La pratica intertestuale ci consente, quindi, di stabilire il primato del sogno, essendo questo il termine di ricorrenza che unisce i tre titoli. È un primato semantico, ma anche di ordine strutturale. Che si tratti di visione, di utopia, di private proiezioni fantastiche, assestandosi il sogno su questi tre diversi assi, poco importa sul piano dell’esito; è sempre il sogno a costituirsi come il motore più autentico della diegesi. A patto di riconoscerne, però, una caratteristica fondamentale, per Bufalino: il sogno a cui si allude non rappresenta un’attività interna al sonno, ma è l’invenzione di un tracciato fiabesco. Insomma, per quest’autore la memoria non scaturisce dal sogno, ma crea sogni nel senso di favole illusorie, o si identifica con essi. Non è, dunque, spontanea o sensitiva, corporale, come in molti tratti della memoria proustiana, non possiede i suoi aspetti «crepuscolari»[9], legati ai momenti dell’addormentarsi o del risvegliarsi; non è, nell’accezione specifica, una réminescence. Bufalino tiene sempre all’erta il suo lettore sul fatto che la vita stessa, quella davvero vissuta e quella narrata, è in ogni caso un fatto «inverosimile», un processo mitopoietico messo in moto dalla mente, che in questo si associa alla memoria letteraria, ai travestimenti della tradizione.
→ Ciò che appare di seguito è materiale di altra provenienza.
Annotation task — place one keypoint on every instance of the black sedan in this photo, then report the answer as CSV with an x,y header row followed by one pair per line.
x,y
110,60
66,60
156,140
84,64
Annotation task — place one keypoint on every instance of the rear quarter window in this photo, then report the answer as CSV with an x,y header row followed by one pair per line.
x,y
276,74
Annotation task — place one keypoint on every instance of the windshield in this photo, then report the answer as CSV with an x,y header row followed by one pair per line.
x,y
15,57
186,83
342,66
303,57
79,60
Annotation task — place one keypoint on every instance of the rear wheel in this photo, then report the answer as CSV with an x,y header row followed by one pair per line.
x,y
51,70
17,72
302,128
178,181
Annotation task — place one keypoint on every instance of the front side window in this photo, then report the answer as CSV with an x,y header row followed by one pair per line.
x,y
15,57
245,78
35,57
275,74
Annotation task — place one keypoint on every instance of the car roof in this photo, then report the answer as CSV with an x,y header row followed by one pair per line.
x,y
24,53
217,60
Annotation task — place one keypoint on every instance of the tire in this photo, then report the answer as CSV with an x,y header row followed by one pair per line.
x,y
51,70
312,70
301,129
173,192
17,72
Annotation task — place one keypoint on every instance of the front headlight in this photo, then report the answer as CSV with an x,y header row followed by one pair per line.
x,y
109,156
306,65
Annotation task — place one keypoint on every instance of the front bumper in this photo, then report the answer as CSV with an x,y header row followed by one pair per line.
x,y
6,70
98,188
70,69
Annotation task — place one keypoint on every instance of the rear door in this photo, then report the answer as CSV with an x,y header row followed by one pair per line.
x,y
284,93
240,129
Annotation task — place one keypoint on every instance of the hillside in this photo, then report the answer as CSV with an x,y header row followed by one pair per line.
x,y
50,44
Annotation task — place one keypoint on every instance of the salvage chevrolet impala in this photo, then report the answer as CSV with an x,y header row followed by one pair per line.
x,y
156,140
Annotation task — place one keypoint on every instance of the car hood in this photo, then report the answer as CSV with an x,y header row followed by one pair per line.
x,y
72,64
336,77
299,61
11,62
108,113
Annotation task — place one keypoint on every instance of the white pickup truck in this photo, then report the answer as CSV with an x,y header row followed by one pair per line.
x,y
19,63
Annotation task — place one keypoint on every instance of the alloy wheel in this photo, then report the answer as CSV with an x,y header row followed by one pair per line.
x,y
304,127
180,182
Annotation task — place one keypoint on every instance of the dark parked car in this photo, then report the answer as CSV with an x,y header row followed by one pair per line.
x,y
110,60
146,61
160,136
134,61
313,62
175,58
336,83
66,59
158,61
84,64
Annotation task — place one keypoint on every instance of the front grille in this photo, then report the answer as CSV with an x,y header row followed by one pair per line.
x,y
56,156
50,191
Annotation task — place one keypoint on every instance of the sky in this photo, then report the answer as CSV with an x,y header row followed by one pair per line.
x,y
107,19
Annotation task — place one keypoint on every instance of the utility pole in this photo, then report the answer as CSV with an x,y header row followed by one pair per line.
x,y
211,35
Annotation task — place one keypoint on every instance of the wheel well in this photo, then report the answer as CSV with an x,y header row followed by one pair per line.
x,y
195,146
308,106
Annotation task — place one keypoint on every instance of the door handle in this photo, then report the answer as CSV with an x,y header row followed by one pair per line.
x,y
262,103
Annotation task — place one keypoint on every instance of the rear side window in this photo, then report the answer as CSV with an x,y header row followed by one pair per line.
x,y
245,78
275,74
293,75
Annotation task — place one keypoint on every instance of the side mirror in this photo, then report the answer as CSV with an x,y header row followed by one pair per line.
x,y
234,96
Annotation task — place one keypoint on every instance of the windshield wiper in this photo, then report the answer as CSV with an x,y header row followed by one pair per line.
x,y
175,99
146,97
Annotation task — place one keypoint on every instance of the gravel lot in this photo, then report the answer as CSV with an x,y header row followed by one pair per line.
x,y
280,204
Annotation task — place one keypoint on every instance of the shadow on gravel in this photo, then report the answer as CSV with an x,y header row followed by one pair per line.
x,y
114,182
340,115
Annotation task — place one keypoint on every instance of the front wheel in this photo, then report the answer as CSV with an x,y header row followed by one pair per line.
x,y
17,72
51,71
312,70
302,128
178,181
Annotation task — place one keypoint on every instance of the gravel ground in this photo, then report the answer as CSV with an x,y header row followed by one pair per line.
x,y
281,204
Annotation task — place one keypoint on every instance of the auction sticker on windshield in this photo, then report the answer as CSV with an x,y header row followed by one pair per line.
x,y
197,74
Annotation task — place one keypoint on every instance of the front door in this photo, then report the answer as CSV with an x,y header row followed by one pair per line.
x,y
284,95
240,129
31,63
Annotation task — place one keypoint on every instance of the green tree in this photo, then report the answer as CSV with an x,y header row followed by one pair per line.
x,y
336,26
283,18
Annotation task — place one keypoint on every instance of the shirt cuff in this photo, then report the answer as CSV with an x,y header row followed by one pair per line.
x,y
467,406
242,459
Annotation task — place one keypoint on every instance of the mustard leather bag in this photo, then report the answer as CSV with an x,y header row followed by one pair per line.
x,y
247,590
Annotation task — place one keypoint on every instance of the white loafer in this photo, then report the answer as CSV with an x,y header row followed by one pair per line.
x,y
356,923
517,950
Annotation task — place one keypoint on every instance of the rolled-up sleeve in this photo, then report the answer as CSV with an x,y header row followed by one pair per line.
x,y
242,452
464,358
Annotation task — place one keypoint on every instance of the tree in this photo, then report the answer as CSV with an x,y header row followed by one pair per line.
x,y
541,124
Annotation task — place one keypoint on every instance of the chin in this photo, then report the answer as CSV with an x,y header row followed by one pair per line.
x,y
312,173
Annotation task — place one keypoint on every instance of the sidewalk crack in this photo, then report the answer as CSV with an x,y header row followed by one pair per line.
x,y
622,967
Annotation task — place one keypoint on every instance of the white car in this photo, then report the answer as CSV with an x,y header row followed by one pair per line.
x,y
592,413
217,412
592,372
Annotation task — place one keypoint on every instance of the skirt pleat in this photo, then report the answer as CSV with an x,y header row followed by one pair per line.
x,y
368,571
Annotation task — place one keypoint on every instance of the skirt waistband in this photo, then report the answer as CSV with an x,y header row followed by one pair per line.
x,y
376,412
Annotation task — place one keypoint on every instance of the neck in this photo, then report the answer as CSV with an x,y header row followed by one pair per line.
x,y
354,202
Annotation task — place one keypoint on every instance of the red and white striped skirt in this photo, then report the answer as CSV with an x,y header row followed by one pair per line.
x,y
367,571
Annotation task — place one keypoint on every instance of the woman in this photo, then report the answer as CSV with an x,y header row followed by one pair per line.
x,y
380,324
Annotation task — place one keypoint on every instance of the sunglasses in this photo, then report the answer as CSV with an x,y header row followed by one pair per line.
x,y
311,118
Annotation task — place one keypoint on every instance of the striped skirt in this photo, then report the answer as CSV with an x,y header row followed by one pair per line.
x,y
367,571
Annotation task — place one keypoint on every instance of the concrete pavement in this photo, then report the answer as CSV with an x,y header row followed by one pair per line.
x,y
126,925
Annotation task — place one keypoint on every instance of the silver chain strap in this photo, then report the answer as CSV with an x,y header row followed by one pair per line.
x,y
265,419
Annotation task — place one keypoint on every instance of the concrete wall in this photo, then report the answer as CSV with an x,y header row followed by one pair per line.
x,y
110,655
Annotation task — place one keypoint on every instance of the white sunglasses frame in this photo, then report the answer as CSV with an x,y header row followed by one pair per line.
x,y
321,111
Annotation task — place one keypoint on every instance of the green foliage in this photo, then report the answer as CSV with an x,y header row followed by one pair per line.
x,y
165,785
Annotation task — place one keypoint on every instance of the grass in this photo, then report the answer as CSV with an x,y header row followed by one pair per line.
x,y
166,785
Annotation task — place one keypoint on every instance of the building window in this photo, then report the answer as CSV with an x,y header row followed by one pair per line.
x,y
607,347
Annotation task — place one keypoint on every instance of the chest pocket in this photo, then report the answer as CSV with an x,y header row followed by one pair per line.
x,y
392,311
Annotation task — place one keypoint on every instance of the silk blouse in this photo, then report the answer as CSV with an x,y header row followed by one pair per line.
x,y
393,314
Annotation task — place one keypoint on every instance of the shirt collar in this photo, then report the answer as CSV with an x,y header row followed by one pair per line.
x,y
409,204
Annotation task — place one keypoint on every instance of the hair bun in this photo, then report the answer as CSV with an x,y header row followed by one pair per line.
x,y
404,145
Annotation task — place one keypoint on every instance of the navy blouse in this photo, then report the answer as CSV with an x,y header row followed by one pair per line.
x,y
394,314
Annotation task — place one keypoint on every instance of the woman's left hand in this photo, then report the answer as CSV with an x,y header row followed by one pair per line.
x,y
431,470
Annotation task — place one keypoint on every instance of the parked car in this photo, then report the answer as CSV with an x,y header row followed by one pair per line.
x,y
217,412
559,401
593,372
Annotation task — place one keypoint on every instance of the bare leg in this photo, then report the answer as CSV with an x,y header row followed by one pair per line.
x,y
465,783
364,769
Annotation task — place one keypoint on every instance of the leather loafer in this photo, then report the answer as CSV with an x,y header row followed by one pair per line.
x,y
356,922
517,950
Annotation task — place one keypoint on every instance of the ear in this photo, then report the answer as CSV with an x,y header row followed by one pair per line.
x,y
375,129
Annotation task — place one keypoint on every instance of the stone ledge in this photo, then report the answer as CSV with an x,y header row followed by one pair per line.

È ancora il sogno che condiziona l’idea di memoria con cui Bufalino chiama il suo lettore a confrontarsi, soprattutto se, focalizzandoci su quel sottotitolo o titolo secondo, comprendiamo come quel genitivo abbia un valore duplice, mostrandosi in tutta la sua ambiguità dinamica: è soggettivo, infatti, poiché è la memoria a sognare, ovvero a intridere il sogno di «fiabe» e «luminarie», ma nel contempo è oggettivo, se quella stessa memoria, per il suo carattere di agente proteiforme, è anche sognata, ovvero rappresenta, di per sé, un sogno, nella fattispecie di un ricordo creato o distorto. Così, all’involontarietà proustiana, che determinava i processi del ricordo nel primo romanzo, si affianca in Argo il cieco un’altra specie di memoria, più volontaria: «uno scrittore infelice decide di curarsi scrivendo un libro felice»[10], incipit Bufalino, anche se quella felicità è inventata. Necessaria, come tutte le illusioni: che, in ogni caso, congiurano col ricordo a sottrarre il passato all’oblio, ad attualizzarlo, facendone un formidabile farmaco di fronte all’inevitabilità della morte, alla cancellazione definitiva. Come scriveva Franco Ferrucci, «Memoria e scrittura si aiutano a definirsi, muovendosi incontro dai rispettivi reami: il già trascorso per l’una, l’immediato fluire per l’altra»[11]. Solo inventando la memoria può imitare quella serie di reattività che sono tipiche della memoria involontaria: «terrore, credenza, gioia, dolore, desiderio, godimento ecc.»[12]. In definitiva, Bufalino sposta decisamente il significato della «memoria crepuscolare» (che già, di per sé, non viene a coincidere con la memoria involontaria) da un atto comunque fisico, legato a sensazioni corporee più o meno complesse, a una precisa, quanto dolente, stagione della vita. Così la decisione di rievocare una qualsivoglia felicità, anche d’invenzione, rende la memoria un fatto volontario; ne fa un’estetica della cura, un repouissoir contro la finitudine o contro quella sorte di morte-in-vita che è la vecchiaia incipiente; ne stilla, forzatamente, l’estrema «gocciola di miele», anche se quel miele è fittizio o, in fin dei conti, può risultare «amaro», proprio come quei gouffres amers, gli «amari vortici» su cui scivola il grande simbolo della nave, nell’Albatros baudelairiano.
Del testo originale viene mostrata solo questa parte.